Theme parks, museums, and other educational and entertainment facilities commonly rely on robotic assemblies that simulate the appearance, sound and movements of living or extinct animals for their displays. For example, many museums such as the Smithsonian National Museum of Natural History in Washington, D.C. or the Lawrence Hall of Science in Berkeley, Calif., have sponsored exhibits featuring robotic dinosaurs, mastodons, sabre tooth tigers and other extinct or living species of animals. However, the movement of such robotic creatures is fairly limited--to such things as the movement of neck and head, opening of jaws, movement of one or both forelegs, movement of tail, and sometimes a step by the rear legs, and are typically not able to provide such movement at what would have been normal speed for such creatures. This inability of the robotic creatures to move naturally limits the realism of the displays.
Disneyland.RTM. park, the world-famous theme park, uses Audio-Animatronics.RTM. robotic figures in conjunction with its attractions and rides to simulate humans as well as human and animal characters made famous in Disney.RTM. films. Such figures typically talk and/or sing, and move. The figures are usually provided with a number of hydraulic or pneumatic actuators that move various parts of the robotic assembly. The movements of such figures are also limited, with the torso of a human or human-like figure having generally no more than five degrees of freedom.
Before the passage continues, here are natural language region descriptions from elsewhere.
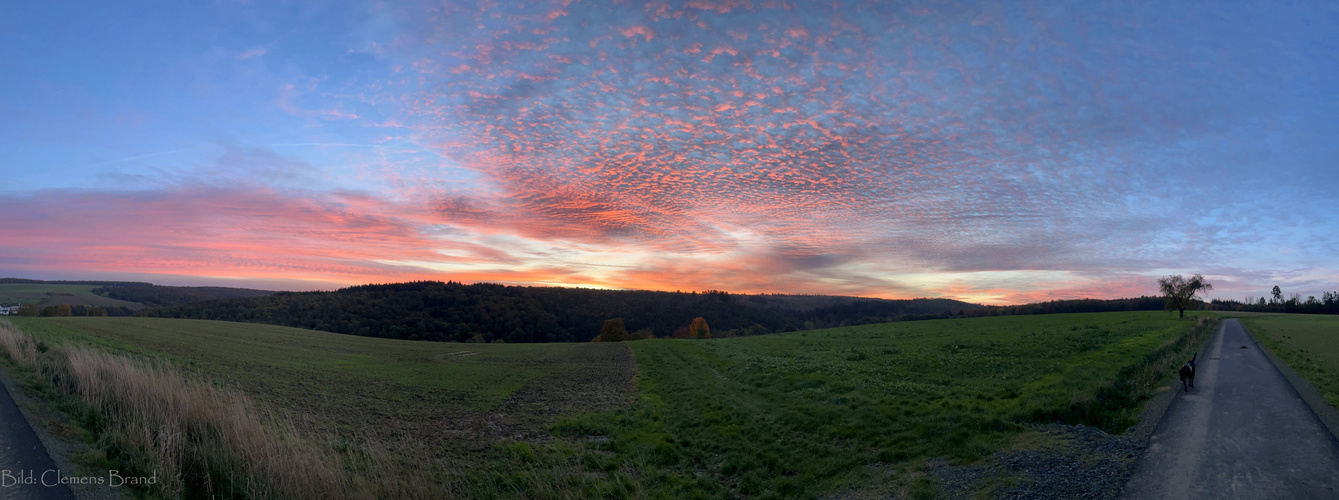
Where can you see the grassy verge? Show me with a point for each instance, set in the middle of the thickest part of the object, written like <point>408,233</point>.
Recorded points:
<point>193,439</point>
<point>401,418</point>
<point>1308,343</point>
<point>800,414</point>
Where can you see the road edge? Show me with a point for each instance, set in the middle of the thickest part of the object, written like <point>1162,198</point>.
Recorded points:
<point>56,449</point>
<point>1158,405</point>
<point>1327,414</point>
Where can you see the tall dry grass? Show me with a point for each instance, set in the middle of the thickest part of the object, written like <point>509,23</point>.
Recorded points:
<point>197,440</point>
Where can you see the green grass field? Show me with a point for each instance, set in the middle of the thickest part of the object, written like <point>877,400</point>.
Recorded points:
<point>1308,343</point>
<point>794,414</point>
<point>72,294</point>
<point>36,292</point>
<point>350,385</point>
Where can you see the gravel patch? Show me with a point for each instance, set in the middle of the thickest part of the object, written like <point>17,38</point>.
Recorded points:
<point>1075,461</point>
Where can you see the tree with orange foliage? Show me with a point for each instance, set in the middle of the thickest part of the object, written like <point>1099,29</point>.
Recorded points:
<point>699,329</point>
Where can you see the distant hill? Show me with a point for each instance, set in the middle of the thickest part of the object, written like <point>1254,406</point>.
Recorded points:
<point>454,311</point>
<point>113,294</point>
<point>157,295</point>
Such torso movement typically include movement of either arm forward, bowing (torso forebend), tilting the torso from side to side (torso sidebend) and twisting the torso about the waist (torso twist). All of these functions are powered by linear hydraulic or pneumatic cylinders.
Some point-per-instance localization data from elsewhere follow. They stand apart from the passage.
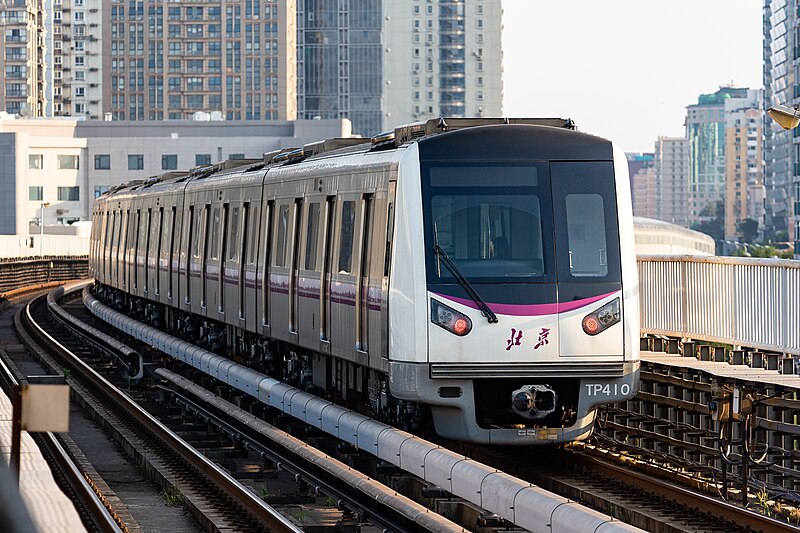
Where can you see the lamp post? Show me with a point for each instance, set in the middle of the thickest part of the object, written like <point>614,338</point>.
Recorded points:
<point>41,229</point>
<point>788,118</point>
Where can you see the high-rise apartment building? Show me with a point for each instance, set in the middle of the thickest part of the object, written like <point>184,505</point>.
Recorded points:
<point>781,149</point>
<point>339,62</point>
<point>705,131</point>
<point>21,57</point>
<point>169,60</point>
<point>382,64</point>
<point>744,176</point>
<point>643,185</point>
<point>671,159</point>
<point>442,59</point>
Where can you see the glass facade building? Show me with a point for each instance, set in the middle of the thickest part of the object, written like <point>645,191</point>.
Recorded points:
<point>339,67</point>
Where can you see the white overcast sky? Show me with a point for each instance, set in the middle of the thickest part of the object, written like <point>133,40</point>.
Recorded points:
<point>626,69</point>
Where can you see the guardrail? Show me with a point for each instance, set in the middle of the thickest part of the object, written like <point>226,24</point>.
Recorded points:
<point>18,273</point>
<point>732,300</point>
<point>23,246</point>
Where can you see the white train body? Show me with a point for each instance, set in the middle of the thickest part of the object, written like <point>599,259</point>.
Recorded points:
<point>486,273</point>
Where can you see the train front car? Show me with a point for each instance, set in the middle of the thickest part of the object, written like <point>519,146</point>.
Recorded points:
<point>530,293</point>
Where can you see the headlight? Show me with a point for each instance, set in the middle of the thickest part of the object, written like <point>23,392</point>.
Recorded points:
<point>450,319</point>
<point>602,319</point>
Such conventional human or human-like robotic figures have never been able to fully duplicate human torso and shoulder motions at human-like speed because of the difficulty in fitting the necessary actuators and structure into the confines of a body the same size and shape as a human body. The torso mechanisms used in conventional robotic figures contain many compromises, such as limits in the range of motion of many of the joints, and geometry which limits movement and/or space inside the torso. The result is that the ability to realistically duplicate the movement of a human with such a figure is restricted. For example, the human muscle/skeleton system allows us to independently shrug each shoulder, or laterally move one shoulder, without moving the other shoulder. Conventional robotic figures are unable to provide such functions without eliminating one or more existing degree of freedom in the assembly. Additionally, conventional prior art robotic figures typically use a crank-arm linkage system connecting the pneumatic or hydraulic actuators to the joints. Such mechanisms cannot operate through the full human range of motion. For example, the arm forward function is limited to about 100 degrees of travel about the shoulder socket of the robot, as compared to the human range of about 200 degrees.
Most Audio-Animatronics.RTM. figures are constructed to be approximately the same size as a human being. In addition to the linkage system, the hydraulic or pneumatic actuators and hoses, it is desirable to place the valves, electronic control circuits and audio devices within the robotic figure to reduce the number of wires and hoses leading into the figure. The inclusion of all these parts, however, would further reduce the degrees of freedom that could be fit into the torso, and would restrict the ability of the robotic figure to simulate the movement of a human torso. While it would be desirable to add realism to robotic figures by adding more operating functions, which requires more actuators and more moving mechanical parts, the current mechanical design of robotic figures leaves very little extra room for additional functions and components. If adequate room were provided for the additional functions and conventional components which would enable the robotic figure to closely simulate human movement, the robot would be unrealistically large.
Thus, it would be desirable to provide a robotic torso assembly which fits within the physical size of a normal human torso and which is able to closely simulate human torso and shoulder movements.